Καὶ ἰδὼν συκῆν μίαν ἐπὶ τῆς ὁδοῦ ἦλθεν ἐπ᾿ αὐτήν, καὶ οὐδὲν εὗρεν ἐν αὐτῇ εἰ μὴ φύλλα μόνον’ [And seeing a fig tree by the road, he came to it and found nothing on it but only leaves]. A de-ideologised and de-sacralised conscience, the European barren fig tree is being felled by the crisis-generating, capitalist Protestantism of America and the monolithic politico-religious power structures of the East. The economic union that, at the beginning of the final decade of the 20th century, believed it would ‘export democracy’ to the countries of the ‘Soviet-bloc socialism’, today resembles a post-ethical Weimar Republic. The semblance of prosperity, the limitless expansion of production, immoderate consumerism, and the dominance of the economy may have substituted for, but have not answered, deeper existential and broader social questions. Thus, a technological Middle Ages will constitute a long era of assimilation and transition to a new social imaginary with new collective desires. In the formation of this imaginary, the political interpretation of the religious phenomenon will play a significant role as a constitutive choice for collective subjects. What will become apparent in practice is the way in which a potential Renaissance will bring about, as a structured unity of clarification and activity, the political relationship that measures, and therefore restrains, the unlimited exercise of power in the direction of the wisdom that Sophocles dramaturgically taught.
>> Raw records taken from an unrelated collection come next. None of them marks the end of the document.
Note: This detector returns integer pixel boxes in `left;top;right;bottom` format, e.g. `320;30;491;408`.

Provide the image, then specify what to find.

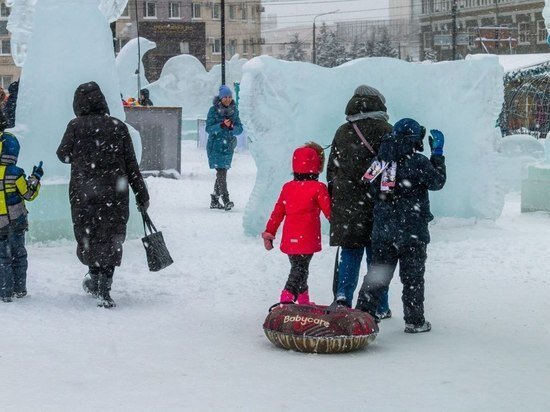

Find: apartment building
419;0;550;60
0;0;21;89
389;0;421;61
261;26;319;61
116;0;263;74
336;18;418;60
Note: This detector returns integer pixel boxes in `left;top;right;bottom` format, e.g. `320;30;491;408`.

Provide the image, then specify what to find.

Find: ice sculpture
8;0;130;181
542;0;550;43
116;37;157;99
240;56;504;235
7;0;141;240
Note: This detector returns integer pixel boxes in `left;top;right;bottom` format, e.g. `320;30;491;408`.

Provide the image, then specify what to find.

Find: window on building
0;2;10;17
227;39;237;57
191;3;201;19
0;39;11;55
168;2;181;19
212;39;222;54
212;3;221;20
120;5;130;18
518;22;529;44
0;76;13;90
422;32;432;49
537;20;548;43
143;1;157;17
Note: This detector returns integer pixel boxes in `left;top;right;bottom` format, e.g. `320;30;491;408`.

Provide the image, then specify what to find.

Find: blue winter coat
372;153;447;247
206;97;243;169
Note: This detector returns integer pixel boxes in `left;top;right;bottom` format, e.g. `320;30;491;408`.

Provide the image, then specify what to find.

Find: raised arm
57;120;75;163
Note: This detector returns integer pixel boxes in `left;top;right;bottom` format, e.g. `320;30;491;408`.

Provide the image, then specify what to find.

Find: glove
262;232;275;250
138;201;149;214
428;129;445;156
31;160;44;181
222;119;233;129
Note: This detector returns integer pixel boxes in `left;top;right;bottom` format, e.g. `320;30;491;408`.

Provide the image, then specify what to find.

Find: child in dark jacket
0;114;44;302
262;143;330;305
357;118;447;333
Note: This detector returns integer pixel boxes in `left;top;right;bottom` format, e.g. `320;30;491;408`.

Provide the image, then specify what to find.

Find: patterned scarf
346;110;389;122
363;159;397;192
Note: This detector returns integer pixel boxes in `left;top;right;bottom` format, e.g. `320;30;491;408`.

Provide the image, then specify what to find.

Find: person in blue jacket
357;118;447;333
206;85;243;210
0;112;44;302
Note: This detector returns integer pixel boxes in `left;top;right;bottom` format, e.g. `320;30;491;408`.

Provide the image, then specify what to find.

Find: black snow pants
357;242;427;325
285;255;313;297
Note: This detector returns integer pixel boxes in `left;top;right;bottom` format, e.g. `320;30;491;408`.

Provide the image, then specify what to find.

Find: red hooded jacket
265;147;330;255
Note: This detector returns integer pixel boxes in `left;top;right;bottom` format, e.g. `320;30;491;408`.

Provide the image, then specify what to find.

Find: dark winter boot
405;321;432;333
82;272;99;297
97;274;116;308
210;195;224;209
222;193;235;210
376;309;392;319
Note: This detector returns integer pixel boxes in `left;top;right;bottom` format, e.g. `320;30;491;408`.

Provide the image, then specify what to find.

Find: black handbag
141;212;174;272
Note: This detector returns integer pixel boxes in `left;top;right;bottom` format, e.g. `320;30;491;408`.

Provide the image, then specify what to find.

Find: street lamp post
311;10;340;64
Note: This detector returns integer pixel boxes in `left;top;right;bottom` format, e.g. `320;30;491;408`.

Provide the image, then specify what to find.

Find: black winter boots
222;193;235;210
97;274;116;308
210;195;224;209
210;194;235;210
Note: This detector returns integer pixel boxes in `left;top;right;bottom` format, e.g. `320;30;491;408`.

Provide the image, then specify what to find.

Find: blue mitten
428;129;445;156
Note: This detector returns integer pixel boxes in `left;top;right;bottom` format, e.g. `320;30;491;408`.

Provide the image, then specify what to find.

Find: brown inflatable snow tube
264;304;378;353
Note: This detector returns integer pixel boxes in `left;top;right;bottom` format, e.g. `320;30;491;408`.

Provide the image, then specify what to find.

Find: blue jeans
0;230;28;298
336;247;389;313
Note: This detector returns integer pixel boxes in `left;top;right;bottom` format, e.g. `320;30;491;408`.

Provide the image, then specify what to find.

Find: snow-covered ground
0;142;550;412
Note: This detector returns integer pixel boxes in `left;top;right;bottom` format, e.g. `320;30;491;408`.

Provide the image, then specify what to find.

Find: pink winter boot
279;289;296;303
298;290;315;305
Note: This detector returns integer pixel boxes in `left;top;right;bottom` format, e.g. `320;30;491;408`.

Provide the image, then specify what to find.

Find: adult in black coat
4;80;19;128
57;82;149;307
327;85;392;310
357;118;447;333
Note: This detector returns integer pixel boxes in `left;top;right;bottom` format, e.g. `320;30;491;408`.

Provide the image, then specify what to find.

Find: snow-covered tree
424;50;437;62
316;23;350;67
285;33;306;62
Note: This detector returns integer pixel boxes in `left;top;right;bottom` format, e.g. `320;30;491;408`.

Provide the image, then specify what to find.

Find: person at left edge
0;112;44;302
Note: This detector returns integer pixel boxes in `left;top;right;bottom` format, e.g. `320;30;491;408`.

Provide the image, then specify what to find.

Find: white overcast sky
262;0;389;27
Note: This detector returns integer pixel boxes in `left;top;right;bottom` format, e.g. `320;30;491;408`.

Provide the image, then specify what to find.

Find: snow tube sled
264;304;378;353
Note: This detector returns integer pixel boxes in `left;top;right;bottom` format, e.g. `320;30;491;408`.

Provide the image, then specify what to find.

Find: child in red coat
262;143;330;305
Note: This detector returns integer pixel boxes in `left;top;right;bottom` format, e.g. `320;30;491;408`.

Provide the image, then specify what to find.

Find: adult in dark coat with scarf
57;82;149;307
327;85;392;317
357;118;447;333
206;85;243;210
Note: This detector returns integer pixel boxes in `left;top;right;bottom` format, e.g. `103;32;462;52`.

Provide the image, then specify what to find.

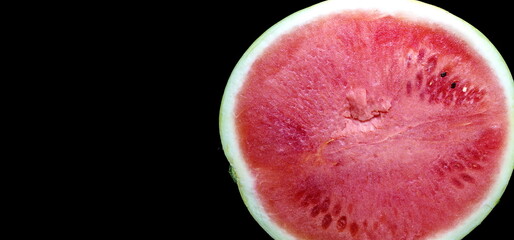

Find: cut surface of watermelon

Civilisations, as exceptionally complex systems, are composed of diverse components, which are organised asymmetrically and interact with one another through forces of attraction or repulsion. Such systems may, for a time, give the impression of functioning in a reasonably stable manner and being in a state of equilibrium, whereas in reality they are in a constant state of adaptation. The moment arrives, however, when they enter a critical phase, triggered by a single event or a series of events. In this crucial phase, strategy and diplomacy undergo a process of mutual co-inherence, each drawing sustenance from the other.